Ursula Le Guin, “Karanlığın Sol Eli” romanında insanın hem dişiliği hem de erkekliği aynı bedende yaşamasının getirdiği sorunları, “Mülksüzler”de ise değişik yönetim biçimlerinin birbiriyle ilişkisini incelemiş. Thomas More, “Ütopya”da işçiler kötü yaşam koşullarından yola çıkarak emeğin, paylaşımın ve barışın olduğu bir dünyadaki yaşamı tasarlamış.
- İnternet, tabletler ve e-kitaplar okuma alışkanlığımızı değiştiriyor. Gelecekte okuma ve yazma alışkanlıklarımız sizce daha da değişecek mi?
Teknoloji okuma yazma alışkanlıklarımızda büyük değişiklikler yapacak gibi görünüyor. E-kitaptalardaki metinlere bakarak bunu anlamak mümkün. Şimdilik e-kitaplarda sözlük, kaldığın yeri bulma, metinde başka yere atlama, metni kopyalayıp internette paylaşma, sözcük arama gibi özellikler var. Gelecekte bundan çok daha fazla özellik olacak.
Okuduğumuz romanın dil bilgisi, anlam ve göndermeleri, yorumlar ve ilgili başka metinler anında önümüze düşecek. Ölçütlere göre metin karşılaştırmaları yapabileceğiz. Bir romanın içinde geçen herhangi bir olayı, belli bir zaman dilimini, karakterlerin ayrı ayrı hikâyesini, romandaki toplumsal, psikolojik ve kültürel katmanları okuyabileceğiz.
BULMACA ESERLER OLACAK
Ayrıca gelişmiş veritabanları ve yapay zekâ sayesinde bu “metin donatma” işi çok kısa sürede yapılacak. Bunun da ötesinde eser ve okuyucu arasında bir etkileşim başlayacak ve bizzat okurun şekil verdiği “bulmaca eserler” ortaya çıkacak.

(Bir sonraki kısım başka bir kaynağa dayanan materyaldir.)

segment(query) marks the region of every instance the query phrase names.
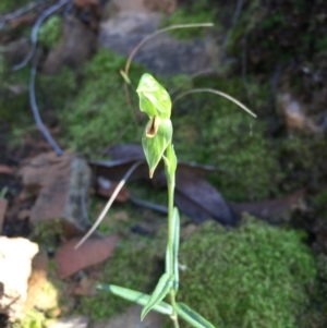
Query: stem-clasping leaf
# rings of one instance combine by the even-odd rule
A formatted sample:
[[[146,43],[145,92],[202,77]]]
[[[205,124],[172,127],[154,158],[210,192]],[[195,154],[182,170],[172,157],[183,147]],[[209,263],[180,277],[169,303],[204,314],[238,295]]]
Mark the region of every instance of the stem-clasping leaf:
[[[191,324],[195,328],[215,328],[208,320],[206,320],[198,313],[193,311],[184,303],[178,302],[174,307],[178,315],[180,315],[185,321]]]
[[[150,178],[153,178],[156,167],[171,143],[171,138],[172,124],[170,119],[162,120],[154,117],[147,124],[142,137],[143,150],[149,166]]]
[[[141,320],[143,320],[144,317],[148,314],[148,312],[154,309],[155,306],[164,300],[164,297],[170,291],[172,287],[172,282],[173,282],[173,277],[171,277],[167,272],[161,276],[150,299],[148,300],[147,304],[143,307],[143,311],[141,313]]]
[[[134,291],[128,288],[123,288],[116,284],[98,284],[97,289],[106,290],[111,292],[112,294],[120,296],[124,300],[134,302],[140,305],[145,305],[148,303],[150,295],[141,293],[138,291]],[[172,307],[166,302],[159,302],[156,304],[152,309],[165,314],[165,315],[172,315]]]

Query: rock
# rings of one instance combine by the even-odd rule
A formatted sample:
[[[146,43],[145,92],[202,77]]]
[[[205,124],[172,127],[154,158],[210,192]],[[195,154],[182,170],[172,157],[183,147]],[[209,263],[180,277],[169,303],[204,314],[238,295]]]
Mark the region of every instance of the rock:
[[[69,153],[61,157],[45,153],[25,163],[20,175],[26,191],[38,196],[29,214],[33,224],[59,218],[70,235],[90,227],[84,208],[90,183],[85,160]]]
[[[96,323],[92,328],[159,328],[162,327],[165,317],[154,311],[150,311],[143,321],[140,319],[142,307],[131,306],[124,314],[110,320]]]
[[[49,320],[46,324],[46,328],[87,328],[89,323],[88,317],[74,316],[60,318],[56,320]]]
[[[32,259],[38,245],[23,238],[0,236],[0,313],[11,320],[22,316]]]
[[[160,19],[154,12],[121,11],[101,24],[100,42],[128,57],[140,41],[157,31]],[[181,41],[159,34],[140,48],[134,61],[157,74],[194,74],[211,68],[215,51],[209,40]]]

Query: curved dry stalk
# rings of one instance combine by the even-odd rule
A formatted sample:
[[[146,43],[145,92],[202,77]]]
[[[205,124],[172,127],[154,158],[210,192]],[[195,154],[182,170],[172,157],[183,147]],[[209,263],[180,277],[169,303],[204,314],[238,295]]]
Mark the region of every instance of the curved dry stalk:
[[[130,72],[130,66],[132,63],[132,60],[134,58],[134,56],[136,54],[136,52],[140,50],[140,48],[146,42],[148,41],[150,38],[153,38],[154,36],[167,32],[167,31],[172,31],[172,29],[178,29],[178,28],[194,28],[194,27],[213,27],[214,23],[198,23],[198,24],[177,24],[177,25],[171,25],[156,31],[153,34],[149,34],[148,36],[146,36],[143,40],[141,40],[135,48],[131,51],[126,64],[125,64],[125,69],[123,71],[121,71],[121,75],[124,78],[124,94],[125,94],[125,99],[129,106],[132,106],[132,101],[131,101],[131,97],[130,97],[130,93],[129,93],[129,87],[128,87],[128,81],[129,80],[129,72]],[[130,83],[129,83],[130,84]]]
[[[178,100],[180,100],[181,98],[183,98],[184,96],[186,95],[190,95],[190,94],[197,94],[197,93],[211,93],[211,94],[216,94],[216,95],[219,95],[234,104],[237,104],[239,107],[241,107],[243,110],[245,110],[247,113],[250,113],[251,116],[253,116],[254,118],[256,118],[256,114],[250,110],[245,105],[243,105],[242,102],[240,102],[239,100],[237,100],[235,98],[233,98],[232,96],[228,95],[228,94],[225,94],[222,92],[219,92],[219,90],[216,90],[216,89],[211,89],[211,88],[195,88],[195,89],[191,89],[189,92],[185,92],[185,93],[182,93],[180,94],[178,97],[175,97],[173,99],[173,104],[177,102]]]
[[[34,117],[34,120],[35,120],[35,123],[36,123],[38,130],[41,132],[41,134],[44,135],[45,139],[52,147],[52,149],[55,150],[55,153],[58,156],[62,156],[63,155],[63,150],[57,144],[57,142],[55,141],[55,138],[50,134],[49,130],[44,124],[43,119],[41,119],[41,117],[39,114],[38,106],[37,106],[37,102],[36,102],[36,95],[35,95],[36,65],[37,65],[37,62],[35,60],[35,62],[33,63],[32,69],[31,69],[29,85],[28,85],[29,105],[31,105],[31,109],[32,109],[32,112],[33,112],[33,117]]]
[[[41,13],[41,15],[36,20],[35,24],[32,28],[32,33],[31,33],[31,42],[32,42],[31,50],[21,63],[13,66],[14,71],[23,69],[28,63],[28,61],[32,59],[32,57],[36,50],[38,29],[41,26],[41,24],[44,23],[44,21],[48,16],[50,16],[53,12],[56,12],[58,9],[60,9],[61,7],[66,4],[68,2],[69,2],[69,0],[59,0],[58,2],[52,4],[50,8],[48,8],[46,11],[44,11]]]
[[[119,182],[119,184],[117,185],[114,192],[112,193],[111,197],[109,198],[108,203],[106,204],[104,210],[101,211],[101,214],[99,215],[99,217],[97,218],[97,220],[94,222],[94,224],[92,226],[92,228],[87,231],[87,233],[81,239],[81,241],[76,244],[76,246],[74,247],[75,250],[77,250],[80,246],[82,246],[84,244],[84,242],[95,232],[95,230],[98,228],[98,226],[100,224],[100,222],[102,221],[104,217],[106,216],[106,214],[108,212],[108,210],[110,209],[113,201],[116,199],[117,195],[119,194],[119,192],[121,191],[121,189],[123,187],[123,185],[126,183],[128,179],[130,178],[130,175],[134,172],[134,170],[141,165],[143,163],[143,160],[138,160],[136,161],[131,168],[130,170],[125,173],[125,175],[123,177],[123,179]]]
[[[124,73],[126,74],[126,76],[129,76],[129,71],[130,71],[130,66],[131,66],[131,62],[133,60],[133,57],[135,56],[135,53],[138,51],[138,49],[146,42],[148,41],[150,38],[153,38],[154,36],[167,32],[167,31],[172,31],[172,29],[178,29],[178,28],[194,28],[194,27],[213,27],[214,23],[199,23],[199,24],[177,24],[177,25],[171,25],[156,31],[153,34],[149,34],[148,36],[146,36],[142,41],[140,41],[136,47],[132,50],[132,52],[130,53],[126,64],[125,64],[125,69],[124,69]]]

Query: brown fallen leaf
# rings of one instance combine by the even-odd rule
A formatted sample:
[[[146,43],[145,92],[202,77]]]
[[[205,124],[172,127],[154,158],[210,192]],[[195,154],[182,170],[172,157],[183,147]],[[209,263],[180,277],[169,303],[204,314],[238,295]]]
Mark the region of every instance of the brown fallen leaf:
[[[238,217],[218,191],[207,181],[178,168],[175,204],[194,222],[215,219],[222,224],[234,226]]]
[[[80,240],[73,238],[64,242],[56,252],[58,276],[62,279],[110,257],[118,242],[118,236],[112,234],[107,238],[90,238],[75,250]]]
[[[69,153],[61,157],[45,153],[26,162],[20,175],[26,191],[37,196],[29,216],[33,224],[59,218],[65,227],[72,228],[72,234],[90,227],[84,207],[90,171],[83,159]]]
[[[4,222],[4,215],[7,212],[8,201],[4,198],[0,198],[0,234],[2,232],[2,226]]]
[[[8,166],[0,165],[0,173],[1,174],[13,174],[13,169]]]
[[[25,14],[15,19],[10,20],[9,26],[12,28],[20,27],[22,25],[32,25],[37,19],[37,15],[32,13],[32,14]]]
[[[99,177],[97,179],[97,187],[96,193],[102,197],[110,198],[113,192],[116,191],[116,187],[119,182],[110,181],[108,179],[105,179],[102,177]],[[114,202],[126,202],[130,198],[130,193],[125,186],[121,189],[121,191],[118,193]]]

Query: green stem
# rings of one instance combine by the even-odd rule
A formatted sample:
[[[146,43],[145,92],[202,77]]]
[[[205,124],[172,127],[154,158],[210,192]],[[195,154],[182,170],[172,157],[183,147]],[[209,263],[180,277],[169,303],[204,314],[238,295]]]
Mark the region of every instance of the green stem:
[[[168,147],[172,147],[170,144]],[[172,214],[173,214],[173,196],[174,196],[174,181],[175,172],[170,173],[169,168],[166,169],[167,172],[167,183],[168,183],[168,250],[169,250],[169,260],[170,260],[170,276],[173,276],[173,245],[172,245],[172,234],[170,233],[172,229]],[[179,328],[178,314],[175,312],[175,293],[174,290],[170,290],[170,303],[172,306],[172,315],[170,316],[174,328]]]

Doğal Dil İşleme (Natural Language Processing) insan-bilgisayar etkileşimini sağlamak, farklı dilleri kullanan insanlar arasında iletişimi güçlendirmek için çalışan bir bilim alanı. Bu alanda dilbilimciler, bilişim ve yapay zekâ uzmanları birlikte çalışıyor.
Çeviri, ses tanıma, yazım denetimi, metin özetleme, metindeki bilgiyi çıkartma, metindeki varlıkları (kişi, yer, olay, zaman) tanımlama, duyguları ortaya çıkarma, anlamlı yanıt verebilme, metinleri sınıflama bu alanında yapılan çalışmalardan bazıları. Doğal Dil İşleme (DDİ) ile bir metnin türü (sözleşme mi, dava mı, reklam mı, köşe yazısı mı vb.) ayırt edebiliyor, çağrı merkezlerindeki robot yardımcılar daha akışkan konuşabiliyor (Apple, Siri gibi), sosyal medya uygulamalarında metinler çözümlenip sınıflanabiliyor (Twitter böyle yapıyor), istenmeyen e-postalar önlenebiliyor, otomatik metin çevirileri gittikçe daha başarılı hale geliyor (Google çeviri gibi). Ayrıca e-kitap gibi teknolojik ürünler, senaryo ve roman yazma programları da DDİ çalışmalarıyla geliştiriliyor.
İnternette yazarı yapay zekâ olan öyküler var. Yakın gelecekte parlak edebi eserler de okuyacağız. Okuduğumuz romanı yapay zekânın mı yoksa insanın mı yazdığını anlamayacağımız günler çok uzak değil.
- Bir öykü kitabınızı biliyoruz. Yeni çalışmalarınız var mı?
“Lacivert Kadife Ceket” adlı bir öykü kitabım var. 2009 yılında aynı adlı öyküyle Ümit Kaftancıoğlu Öykü yarışmasında birincilik kazandım. Pek çok dergide öykülerim yayımlandı. Onun dışında yine pek çok dergide popüler bilimsel yazılar yazdım. Bazı edebi dergilerin yayın kurullarında yer aldım. Şu sıralar 2012’de yazmaya başladığım bir romanı bitirdim. Kahramanım Megara gezegenine düşünce oranın dilini öğrenmek zorunda kaldım (!) ve olayları daha iyi anlatabilmek için romanı Megaraca yazdım. Tabii ortaya bir de Megaraca-Türkçe sözlük çıktı. Şimdi romanı Megaraca’dan Türkçeye çeviriyorum.